Opposition parties had wanted Morneau to provide a road map for reshaping emergency aid measures that are set to expire in the fall and keeping spending and deficits under control.

In his own morning news conference, Conservative Leader Andrew Scheer said the Liberals mishandled the COVID-19 pandemic by being slow to close borders and by instituting too-rigid emergency aid programs.

Canada can’t afford for the Liberals to mishandle the economy as well, he said, by keeping benefits in place that remove incentives to go back to work while the novel coronavirus remains a risk.

“Liberals put all their faith in government, Conservatives put our faith in people,” Scheer said.

He said the Liberals should take up a Conservative proposal to offer a “back to work bonus” and send more money to the federal auditor general so her office can study the government’s spending more closely.

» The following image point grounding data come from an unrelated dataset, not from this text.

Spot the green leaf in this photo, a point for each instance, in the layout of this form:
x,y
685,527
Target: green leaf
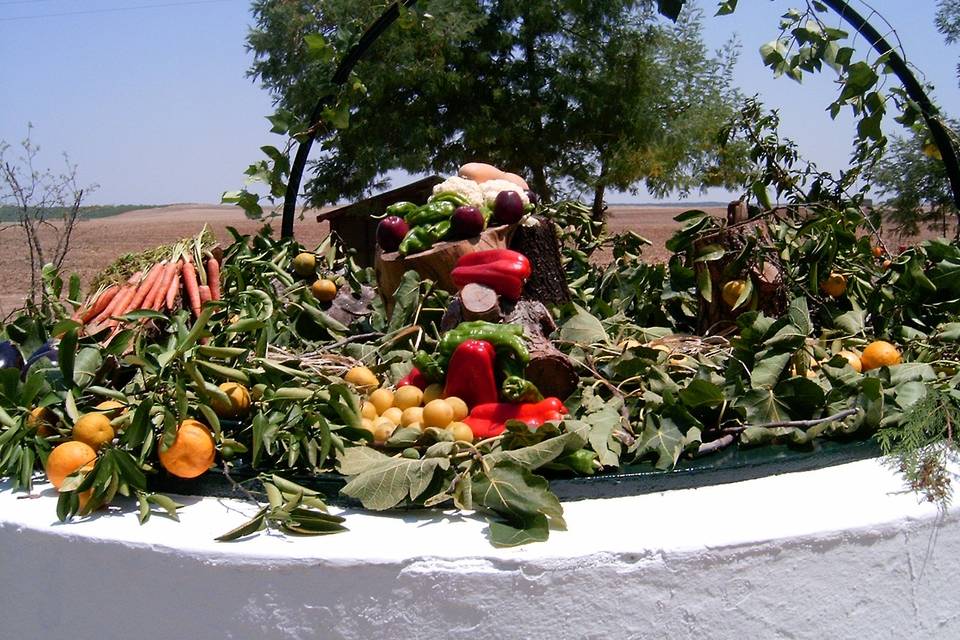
x,y
256,523
664,440
762,406
515,494
583,328
68,354
535,528
392,481
701,393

Next week, the Bank of Canada is to again update its forecasts when it releases a monetary policy report along with a scheduled interest-rate announcement.

Last month, the central bank said it expected a decline between 10 and 20 per cent in the second quarter compared with the fourth quarter of 2019. That is an improvement from the 15-to-30-per-cent drop in the quarter highlighted in the bank’s worst-case scenario in April.